Police and the prosecutor’s office announced a good ten days ago that investigations against two police officers on suspicion of bodily injury resulting in death have been underway since the beginning of June. Thursday’s response to a written question from Berlin Left MPs Niklas Schrader and Stefanie Fuchs shows that the suspected police officers come from section 35 of the Treptow-Köpenick district. Despite the investigation, you are still on duty and there is no discipline against you.
Hannes thinks only previous public pressure led to the investigation: “Without our mobilization, they would have let the matter burn.” He and Marcel have the impression that the police are not looking for an explanation, but rather a cover-up. They talk about a police check on May 23: They were caught by plainclothes officers while they were out with posters that were supposed to inform the neighborhood about the police operation on April 20. “They jumped out of the car with their guns pulled out,” Hannes said. “Hands on your head, on the floor, handcuffed. So we waited an hour and a half. “Hannes suspects that the police wanted to prevent a poster campaign about the fatal outcome of the police operation against K. At the time, however, activists still knew nothing about K.’s death.” nothing new on it, someone said, ‘Oh, we already know the text.’ “
Regarding the police stop on May 23, the answer to the Written Question states that the officers did not pull out any guns. The two men were searched on suspicion of damage to property and “secured by handcuffs” to then establish their identity at the police station. The response also shows that a section 35 police officer was also involved.

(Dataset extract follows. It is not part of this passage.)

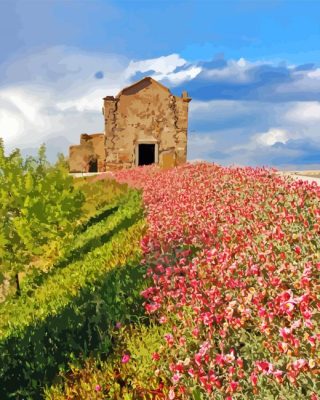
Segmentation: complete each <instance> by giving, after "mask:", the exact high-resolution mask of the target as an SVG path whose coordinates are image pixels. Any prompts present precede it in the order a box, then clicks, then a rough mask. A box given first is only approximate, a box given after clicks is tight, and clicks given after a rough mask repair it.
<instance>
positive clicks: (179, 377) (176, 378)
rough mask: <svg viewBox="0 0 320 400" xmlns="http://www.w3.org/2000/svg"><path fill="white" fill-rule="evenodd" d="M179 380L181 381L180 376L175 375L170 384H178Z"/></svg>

After the activists of the A-Kitchen learned of the death of Marcel K in a round, they met on June 3 with candles, flowers and banners in the Brückenstrasse. Police did not come long: first officers told the group to go elsewhere to mourn, then they used water to remove the “crime scene” written on the sidewalk with a splash net. So Marcel reports.
Much remains unclear. When did the police find out about the death of Marcel K? The police press office said it found out about the death only on June 3 after its own investigation. At the same time, the prosecutor ordered an autopsy in early May – without the knowledge of the police? Did Section 35 employees use excessive force against the alleged posters? Here is a statement against a statement.
Marcel and Hannes expect a few hundred protesters and public attention on Saturday. Marcel K. should be saved from oblivion.